François Bayrou ne peut ignorer la réalité : il sait que la macronie est sérieusement affaiblie par de nombreuses défections, que le président sortant ne peut gagner la prochaine élection présidentielle sans le soutien du MoDem ; et il exerce, comme un bon ami qui défend tout de même ses intérêts, une pression vigoureuse sur le chef de l'État. La proposition, ou l'ultimatum, de Bayrou, préjuge de sa capacité à obtenir de Macron ce qu'il réclame car les mêmes arguments qui militent en faveur de l'affaire de sa vie, la proportionnelle, peuvent se retourner contre lui et, en tout cas, finir en mêlée sanglante, y compris pour son parti.

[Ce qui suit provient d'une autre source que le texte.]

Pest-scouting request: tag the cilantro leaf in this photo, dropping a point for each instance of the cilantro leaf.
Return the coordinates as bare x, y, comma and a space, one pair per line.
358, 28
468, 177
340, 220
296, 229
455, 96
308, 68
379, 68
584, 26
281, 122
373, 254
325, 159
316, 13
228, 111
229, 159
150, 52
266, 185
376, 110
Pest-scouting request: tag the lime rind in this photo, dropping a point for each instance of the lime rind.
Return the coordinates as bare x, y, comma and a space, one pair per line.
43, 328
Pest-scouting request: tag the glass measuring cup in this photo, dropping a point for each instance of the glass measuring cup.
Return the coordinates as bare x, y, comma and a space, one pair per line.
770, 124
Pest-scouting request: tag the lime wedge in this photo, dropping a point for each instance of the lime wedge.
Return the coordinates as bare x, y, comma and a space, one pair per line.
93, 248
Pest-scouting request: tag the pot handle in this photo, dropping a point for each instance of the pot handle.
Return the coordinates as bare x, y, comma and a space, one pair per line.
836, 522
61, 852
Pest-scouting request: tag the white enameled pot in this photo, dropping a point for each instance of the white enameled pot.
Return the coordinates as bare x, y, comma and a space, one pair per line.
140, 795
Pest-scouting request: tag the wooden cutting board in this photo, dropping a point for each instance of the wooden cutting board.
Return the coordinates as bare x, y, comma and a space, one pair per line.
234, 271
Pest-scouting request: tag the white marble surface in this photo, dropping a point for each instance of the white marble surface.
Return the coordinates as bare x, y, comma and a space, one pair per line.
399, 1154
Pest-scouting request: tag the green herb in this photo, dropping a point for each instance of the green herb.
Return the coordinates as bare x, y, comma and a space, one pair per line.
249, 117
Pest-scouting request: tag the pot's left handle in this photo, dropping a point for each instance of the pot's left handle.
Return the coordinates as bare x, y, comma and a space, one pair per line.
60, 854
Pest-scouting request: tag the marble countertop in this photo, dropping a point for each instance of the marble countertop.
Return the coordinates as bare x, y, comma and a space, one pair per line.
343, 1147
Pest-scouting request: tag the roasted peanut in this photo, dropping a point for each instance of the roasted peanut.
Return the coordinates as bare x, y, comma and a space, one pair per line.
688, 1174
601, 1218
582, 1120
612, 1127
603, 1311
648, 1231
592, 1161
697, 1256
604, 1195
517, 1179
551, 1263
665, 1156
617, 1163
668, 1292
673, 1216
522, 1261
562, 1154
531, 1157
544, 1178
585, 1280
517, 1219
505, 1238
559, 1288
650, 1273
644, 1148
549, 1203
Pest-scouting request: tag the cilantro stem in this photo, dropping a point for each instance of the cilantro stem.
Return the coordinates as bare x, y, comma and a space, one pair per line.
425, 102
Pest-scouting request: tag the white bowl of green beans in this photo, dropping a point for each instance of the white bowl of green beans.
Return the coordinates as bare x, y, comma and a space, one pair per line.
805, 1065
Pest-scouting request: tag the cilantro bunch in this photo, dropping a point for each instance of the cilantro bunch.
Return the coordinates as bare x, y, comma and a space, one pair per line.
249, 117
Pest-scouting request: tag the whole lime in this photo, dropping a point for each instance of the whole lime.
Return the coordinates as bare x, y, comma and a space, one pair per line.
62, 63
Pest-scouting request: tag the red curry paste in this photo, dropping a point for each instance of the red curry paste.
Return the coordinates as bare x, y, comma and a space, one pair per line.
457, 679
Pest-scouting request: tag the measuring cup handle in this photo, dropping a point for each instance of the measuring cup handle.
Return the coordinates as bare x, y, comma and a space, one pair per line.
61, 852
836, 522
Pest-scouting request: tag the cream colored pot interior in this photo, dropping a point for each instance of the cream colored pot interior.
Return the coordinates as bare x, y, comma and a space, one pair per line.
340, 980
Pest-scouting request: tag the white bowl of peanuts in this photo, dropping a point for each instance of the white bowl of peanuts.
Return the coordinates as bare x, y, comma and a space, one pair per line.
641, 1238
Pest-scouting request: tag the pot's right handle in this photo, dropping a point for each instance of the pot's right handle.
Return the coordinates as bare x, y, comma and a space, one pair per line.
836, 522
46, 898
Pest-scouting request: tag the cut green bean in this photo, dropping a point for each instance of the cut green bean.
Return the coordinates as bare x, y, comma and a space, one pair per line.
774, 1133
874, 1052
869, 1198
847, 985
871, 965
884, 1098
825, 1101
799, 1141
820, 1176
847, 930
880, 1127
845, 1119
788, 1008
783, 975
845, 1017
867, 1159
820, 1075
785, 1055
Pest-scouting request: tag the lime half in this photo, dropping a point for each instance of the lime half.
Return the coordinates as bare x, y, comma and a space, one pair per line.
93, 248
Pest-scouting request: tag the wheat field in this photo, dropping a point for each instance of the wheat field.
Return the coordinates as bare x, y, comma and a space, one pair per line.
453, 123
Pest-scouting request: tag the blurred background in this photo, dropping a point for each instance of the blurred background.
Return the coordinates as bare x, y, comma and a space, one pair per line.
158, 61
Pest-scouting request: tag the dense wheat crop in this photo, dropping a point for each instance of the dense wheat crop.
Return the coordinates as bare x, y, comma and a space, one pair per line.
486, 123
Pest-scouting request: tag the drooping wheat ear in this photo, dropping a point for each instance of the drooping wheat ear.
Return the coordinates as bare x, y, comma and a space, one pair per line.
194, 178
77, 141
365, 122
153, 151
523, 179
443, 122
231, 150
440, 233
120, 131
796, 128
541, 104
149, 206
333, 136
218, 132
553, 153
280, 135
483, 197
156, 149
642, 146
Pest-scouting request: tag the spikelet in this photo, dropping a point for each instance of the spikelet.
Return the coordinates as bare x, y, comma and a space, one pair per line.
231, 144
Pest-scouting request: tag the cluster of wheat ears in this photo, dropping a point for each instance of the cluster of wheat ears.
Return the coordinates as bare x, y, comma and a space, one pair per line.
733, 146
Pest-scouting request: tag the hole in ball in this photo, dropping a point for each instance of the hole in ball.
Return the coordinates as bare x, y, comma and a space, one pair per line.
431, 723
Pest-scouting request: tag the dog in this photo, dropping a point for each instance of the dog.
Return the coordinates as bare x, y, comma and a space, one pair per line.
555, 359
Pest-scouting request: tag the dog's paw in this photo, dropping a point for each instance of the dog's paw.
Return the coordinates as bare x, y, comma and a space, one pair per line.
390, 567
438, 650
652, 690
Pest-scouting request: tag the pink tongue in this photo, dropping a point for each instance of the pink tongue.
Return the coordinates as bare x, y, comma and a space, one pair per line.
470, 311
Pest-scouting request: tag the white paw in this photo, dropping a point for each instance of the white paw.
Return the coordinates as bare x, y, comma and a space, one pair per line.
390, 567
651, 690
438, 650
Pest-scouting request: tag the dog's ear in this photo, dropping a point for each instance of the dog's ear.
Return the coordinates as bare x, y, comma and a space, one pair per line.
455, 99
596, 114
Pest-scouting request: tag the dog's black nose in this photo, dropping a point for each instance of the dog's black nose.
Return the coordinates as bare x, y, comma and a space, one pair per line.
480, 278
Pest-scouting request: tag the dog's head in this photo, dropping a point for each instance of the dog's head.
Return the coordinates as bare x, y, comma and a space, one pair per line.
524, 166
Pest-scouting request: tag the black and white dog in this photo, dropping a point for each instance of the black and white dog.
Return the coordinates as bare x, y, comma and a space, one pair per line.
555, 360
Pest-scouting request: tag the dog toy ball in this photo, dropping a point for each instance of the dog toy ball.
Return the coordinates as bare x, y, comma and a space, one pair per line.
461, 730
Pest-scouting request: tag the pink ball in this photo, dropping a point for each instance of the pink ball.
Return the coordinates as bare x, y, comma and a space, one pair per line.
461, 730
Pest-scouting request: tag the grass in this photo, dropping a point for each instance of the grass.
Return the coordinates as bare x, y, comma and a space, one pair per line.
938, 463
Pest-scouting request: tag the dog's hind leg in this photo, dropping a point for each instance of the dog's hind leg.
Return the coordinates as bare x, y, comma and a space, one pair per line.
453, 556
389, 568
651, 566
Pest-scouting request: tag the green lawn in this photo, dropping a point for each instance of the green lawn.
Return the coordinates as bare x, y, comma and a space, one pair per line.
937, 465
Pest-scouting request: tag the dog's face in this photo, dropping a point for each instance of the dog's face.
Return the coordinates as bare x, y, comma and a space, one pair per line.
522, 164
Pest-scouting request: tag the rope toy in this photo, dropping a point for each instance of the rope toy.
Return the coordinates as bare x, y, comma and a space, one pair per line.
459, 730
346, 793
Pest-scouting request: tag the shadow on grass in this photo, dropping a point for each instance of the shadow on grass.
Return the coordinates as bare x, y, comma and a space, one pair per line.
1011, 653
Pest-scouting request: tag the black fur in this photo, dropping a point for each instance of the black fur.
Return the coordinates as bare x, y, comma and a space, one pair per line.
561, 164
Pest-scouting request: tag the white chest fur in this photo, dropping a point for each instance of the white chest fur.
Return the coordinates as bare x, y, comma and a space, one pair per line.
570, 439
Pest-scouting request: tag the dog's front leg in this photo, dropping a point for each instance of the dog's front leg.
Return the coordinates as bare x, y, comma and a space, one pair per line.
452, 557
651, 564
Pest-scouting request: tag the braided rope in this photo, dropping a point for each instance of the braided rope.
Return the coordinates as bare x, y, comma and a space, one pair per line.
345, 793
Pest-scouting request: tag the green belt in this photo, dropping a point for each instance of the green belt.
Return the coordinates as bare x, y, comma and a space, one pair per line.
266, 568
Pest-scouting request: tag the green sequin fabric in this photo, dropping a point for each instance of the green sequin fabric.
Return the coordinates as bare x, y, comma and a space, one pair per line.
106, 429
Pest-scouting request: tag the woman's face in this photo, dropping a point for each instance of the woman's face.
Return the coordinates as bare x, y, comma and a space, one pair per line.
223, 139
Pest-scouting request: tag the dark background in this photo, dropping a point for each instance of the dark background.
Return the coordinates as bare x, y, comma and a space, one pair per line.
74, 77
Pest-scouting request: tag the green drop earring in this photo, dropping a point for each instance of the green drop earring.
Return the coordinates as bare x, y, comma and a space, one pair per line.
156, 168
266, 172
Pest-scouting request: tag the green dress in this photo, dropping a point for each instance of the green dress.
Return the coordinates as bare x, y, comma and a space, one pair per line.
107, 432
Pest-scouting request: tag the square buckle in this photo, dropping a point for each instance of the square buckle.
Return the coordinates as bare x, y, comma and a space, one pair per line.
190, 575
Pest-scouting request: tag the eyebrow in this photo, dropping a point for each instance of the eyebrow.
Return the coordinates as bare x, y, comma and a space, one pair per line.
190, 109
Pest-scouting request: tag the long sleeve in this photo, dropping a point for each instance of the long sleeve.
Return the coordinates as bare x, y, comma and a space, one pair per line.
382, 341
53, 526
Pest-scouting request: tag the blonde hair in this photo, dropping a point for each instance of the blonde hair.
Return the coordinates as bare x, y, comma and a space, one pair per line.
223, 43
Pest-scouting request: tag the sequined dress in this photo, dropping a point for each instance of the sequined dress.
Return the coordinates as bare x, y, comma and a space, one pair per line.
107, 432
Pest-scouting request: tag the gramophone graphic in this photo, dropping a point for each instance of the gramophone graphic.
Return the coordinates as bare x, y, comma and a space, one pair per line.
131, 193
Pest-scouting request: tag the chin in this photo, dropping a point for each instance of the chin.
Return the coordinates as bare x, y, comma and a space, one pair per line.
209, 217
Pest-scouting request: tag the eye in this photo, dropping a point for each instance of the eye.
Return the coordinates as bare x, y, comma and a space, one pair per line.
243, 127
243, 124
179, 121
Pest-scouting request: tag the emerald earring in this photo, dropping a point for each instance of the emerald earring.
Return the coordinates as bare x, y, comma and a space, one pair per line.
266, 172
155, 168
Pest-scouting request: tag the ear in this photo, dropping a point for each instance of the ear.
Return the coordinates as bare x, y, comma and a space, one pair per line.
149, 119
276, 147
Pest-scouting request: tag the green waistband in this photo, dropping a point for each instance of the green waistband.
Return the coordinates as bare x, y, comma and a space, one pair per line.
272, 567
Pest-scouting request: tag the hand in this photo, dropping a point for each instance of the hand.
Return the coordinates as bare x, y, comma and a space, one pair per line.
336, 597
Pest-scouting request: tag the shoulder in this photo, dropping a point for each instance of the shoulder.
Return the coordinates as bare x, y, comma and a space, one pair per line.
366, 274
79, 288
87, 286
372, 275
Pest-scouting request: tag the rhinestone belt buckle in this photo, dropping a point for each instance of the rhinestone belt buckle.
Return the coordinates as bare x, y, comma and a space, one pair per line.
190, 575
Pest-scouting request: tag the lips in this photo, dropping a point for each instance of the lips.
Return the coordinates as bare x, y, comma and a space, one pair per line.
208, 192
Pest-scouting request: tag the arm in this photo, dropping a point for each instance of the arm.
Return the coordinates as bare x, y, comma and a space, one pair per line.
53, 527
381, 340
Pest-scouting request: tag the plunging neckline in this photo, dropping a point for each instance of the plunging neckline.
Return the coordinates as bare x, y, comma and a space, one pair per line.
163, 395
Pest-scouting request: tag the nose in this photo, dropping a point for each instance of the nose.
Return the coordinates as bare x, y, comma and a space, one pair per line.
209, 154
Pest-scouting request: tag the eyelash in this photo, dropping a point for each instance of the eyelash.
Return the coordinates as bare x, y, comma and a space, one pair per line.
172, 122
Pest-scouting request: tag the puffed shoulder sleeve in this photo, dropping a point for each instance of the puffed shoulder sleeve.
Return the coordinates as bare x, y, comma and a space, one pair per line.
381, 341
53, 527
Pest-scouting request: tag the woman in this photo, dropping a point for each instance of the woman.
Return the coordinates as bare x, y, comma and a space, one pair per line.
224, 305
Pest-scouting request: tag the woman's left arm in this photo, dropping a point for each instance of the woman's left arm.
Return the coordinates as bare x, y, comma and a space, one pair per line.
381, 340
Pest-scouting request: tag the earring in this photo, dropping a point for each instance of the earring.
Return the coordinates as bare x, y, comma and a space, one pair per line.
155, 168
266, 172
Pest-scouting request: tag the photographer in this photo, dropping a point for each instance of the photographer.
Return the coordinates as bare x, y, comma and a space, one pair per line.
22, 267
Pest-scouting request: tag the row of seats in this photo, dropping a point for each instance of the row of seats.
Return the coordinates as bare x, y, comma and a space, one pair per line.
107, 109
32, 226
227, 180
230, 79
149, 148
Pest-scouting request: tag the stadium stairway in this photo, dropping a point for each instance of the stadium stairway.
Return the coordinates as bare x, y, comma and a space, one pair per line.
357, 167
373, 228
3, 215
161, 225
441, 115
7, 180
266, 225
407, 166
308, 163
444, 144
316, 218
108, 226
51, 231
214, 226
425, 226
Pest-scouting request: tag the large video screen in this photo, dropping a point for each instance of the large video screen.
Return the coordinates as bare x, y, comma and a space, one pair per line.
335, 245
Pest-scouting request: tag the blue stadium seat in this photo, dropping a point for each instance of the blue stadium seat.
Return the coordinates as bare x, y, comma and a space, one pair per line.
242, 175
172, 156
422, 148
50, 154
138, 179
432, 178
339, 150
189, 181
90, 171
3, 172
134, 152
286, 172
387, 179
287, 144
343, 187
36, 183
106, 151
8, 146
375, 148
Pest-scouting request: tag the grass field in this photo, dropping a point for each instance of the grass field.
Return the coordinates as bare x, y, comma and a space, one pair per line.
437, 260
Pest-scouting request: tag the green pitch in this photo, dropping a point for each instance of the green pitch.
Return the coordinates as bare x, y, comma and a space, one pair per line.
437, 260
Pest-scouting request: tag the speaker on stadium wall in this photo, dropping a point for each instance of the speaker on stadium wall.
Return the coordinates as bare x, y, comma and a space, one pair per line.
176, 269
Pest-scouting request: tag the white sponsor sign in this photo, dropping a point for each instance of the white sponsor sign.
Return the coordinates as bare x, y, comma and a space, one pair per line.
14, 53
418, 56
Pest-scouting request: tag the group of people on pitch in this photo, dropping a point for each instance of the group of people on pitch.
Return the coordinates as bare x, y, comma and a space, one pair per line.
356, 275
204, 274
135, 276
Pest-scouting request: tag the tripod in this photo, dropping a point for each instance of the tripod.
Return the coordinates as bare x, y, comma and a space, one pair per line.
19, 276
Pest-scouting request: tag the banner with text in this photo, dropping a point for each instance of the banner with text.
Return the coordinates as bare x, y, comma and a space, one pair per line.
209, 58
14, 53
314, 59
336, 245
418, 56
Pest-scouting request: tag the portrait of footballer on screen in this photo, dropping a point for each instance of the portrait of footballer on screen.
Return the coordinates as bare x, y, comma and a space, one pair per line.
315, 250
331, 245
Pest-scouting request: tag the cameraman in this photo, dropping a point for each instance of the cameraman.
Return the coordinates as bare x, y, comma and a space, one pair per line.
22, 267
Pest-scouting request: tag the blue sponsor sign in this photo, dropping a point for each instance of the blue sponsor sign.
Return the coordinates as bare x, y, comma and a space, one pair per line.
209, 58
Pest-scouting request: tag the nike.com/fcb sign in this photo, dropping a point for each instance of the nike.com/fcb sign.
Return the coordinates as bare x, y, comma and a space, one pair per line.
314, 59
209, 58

Bayrou, comme il en a l'habitude, est seul à réclamer un scrutin « réellement démocratique » : la droite LR ne le rejoint pas et le président du Sénat, Gérard Larcher, lui a fait savoir qu'il y était hostile, bien que lui-même ait été élu, comme tous les sénateurs, à la proportionnelle. On est surpris du combat mené avec ferveur par Bayrou, parce qu'on ne voit pas très bien où il va : il a toujours été en phase avec Macron et il a relativement beaucoup d'élus à l'Assemblée nationale. Il a tout intérêt à soutenir le président, dès lors qu'il ne peut associer le MoDem ni à la droite ni à la gauche. Le président lui a donné un os à ronger en le nommant Commissaire au plan, sans pour autant lui accorder un poste ministériel car Bayrou doit encore en finir avec les accusations d'emplois fictifs au Parlement européen qui l'ont contraint à démissionner de son poste de ministre de la Justice en 2017, quelques semaines seulement après sa nomination.
Le passé et l'avenir
C'est plus fort que lui. Il a besoin d'exister. Il prend de l'âge et il voit passer les occasions ratées, par manque de chance ou par accident. Il veut marquer son époque. Effectivement, les législatives à la proportionnelle augmenteraient le nombre d'élus MoDem, mais aussi celui du Rassemblement national et de la France insoumise. Ce qui explique le refus de M. Larcher. D'une certaine manière, François Bayrou joue son va-tout : peu importe qui profite de la proportionnelle, pourvu que croisse son propre parti. Ce n'est pas nourrir un projet sain pour le pays. Ce serait, avec la proportionnelle intégrale, le renvoyer au régime des partis et à la domination de l'exécutif par l'Assemblée nationale. Ce serait nier l'essence même de la Vè République.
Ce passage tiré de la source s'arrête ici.